The moral of this story? I guess there isn't one, except to say that what they're talking about in the lead story is real, and works. As a slashdot-friendly aside, Paul Allen, in his role of higher-up for the local cable pigopoly, swore to the City Council that he'd do everything in his power to sink the fiber project since they weren't using his Borg-infested kit to do it, preferring instead to use local people and companies. This threat occurred about 5 years ago, and the fiber network is still doing OK. Sorry, Paul =P
political_news.c: warning: comparison is always true due to limited range of data type
Well, as one who does pay and does use the 407, I may grumble about the price increase, but at least (IMHO) I get what I pay for. I drive the 407 about 30km each way to/from work. Rarely is there traffic congestion (usually due to rubberneckers at an accident), and when it snows, its salted and plowed almost immediately. You break down at the side and those 407 trucks are right there to help out (if the OPP doesn't stop first.)
:)
They're always adding to it, expanding lanes and lengthening it and stuff.
Its a privately owned highway... if the government wanted to restrict rate increases then it should have been included in the terms of the sale.
re: reasonable timeframe. heh. you're always free to get up that hour early and take the 401.
No, reelly I don't!
The telecom companies are less progressive than any local government. They've made trillions of dollars over the years overcharging for analog lines and are fighting desperately to preserve their monopoly.
I'm from Missouri, home of SBC's (then Southwestern Bell) "We're sorry we invinted several non-existant charges and charged you for years...If you let us keep it we will use it to wire up fiber to the home.." That was 1992-1993? What fiber?

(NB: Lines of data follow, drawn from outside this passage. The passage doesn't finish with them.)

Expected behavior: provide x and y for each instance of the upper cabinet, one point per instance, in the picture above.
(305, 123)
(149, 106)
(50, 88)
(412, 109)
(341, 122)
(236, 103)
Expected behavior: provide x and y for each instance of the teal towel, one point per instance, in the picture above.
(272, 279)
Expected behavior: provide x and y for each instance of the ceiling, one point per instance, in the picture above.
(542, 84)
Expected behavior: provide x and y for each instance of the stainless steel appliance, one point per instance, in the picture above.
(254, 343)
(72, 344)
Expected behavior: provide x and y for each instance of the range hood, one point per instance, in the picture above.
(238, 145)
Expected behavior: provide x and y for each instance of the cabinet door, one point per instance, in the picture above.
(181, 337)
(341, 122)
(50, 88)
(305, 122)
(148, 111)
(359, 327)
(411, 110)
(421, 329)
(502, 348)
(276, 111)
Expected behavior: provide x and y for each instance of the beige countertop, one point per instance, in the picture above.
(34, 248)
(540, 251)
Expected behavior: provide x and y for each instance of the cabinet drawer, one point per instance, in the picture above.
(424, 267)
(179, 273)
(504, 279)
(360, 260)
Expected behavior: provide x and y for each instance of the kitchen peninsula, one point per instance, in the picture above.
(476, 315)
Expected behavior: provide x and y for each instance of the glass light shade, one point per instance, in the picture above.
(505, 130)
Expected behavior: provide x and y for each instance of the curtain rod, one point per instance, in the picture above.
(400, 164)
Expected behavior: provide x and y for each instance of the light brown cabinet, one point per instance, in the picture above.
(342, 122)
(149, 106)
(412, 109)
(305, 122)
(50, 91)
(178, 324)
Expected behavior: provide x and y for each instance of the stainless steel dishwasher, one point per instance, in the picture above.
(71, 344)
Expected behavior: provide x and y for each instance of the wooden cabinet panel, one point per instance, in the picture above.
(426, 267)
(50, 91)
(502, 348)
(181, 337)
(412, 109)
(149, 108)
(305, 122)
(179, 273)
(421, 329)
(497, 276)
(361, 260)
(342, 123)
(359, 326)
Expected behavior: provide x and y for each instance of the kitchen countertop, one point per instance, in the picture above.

Sorry guys, no fiber here! Either do it, or give the people of Missouri their money back + all the years of interest.
Competitive? Ha. At least the government as slow as it moves can complete a fiber network. The phone company isn't going to get any sympathy here. Hell, SBC hasn't even started! 10 years from now they will still be talking about their "just around the corner" same song and dance and no results.
Okay, SBC -- Show me. Do it. You promised it 10 years ago, I want it hooked up to my house and everyone else in my neighborhood by the end of next month. You want to be competitive? That's competitive. Until then -- save your "unfair playing field" whine. Stealing billions from your customers is a pretty "unlevel" advantage as well.
Freedom is merely privilege extended unless enjoyed by one and all.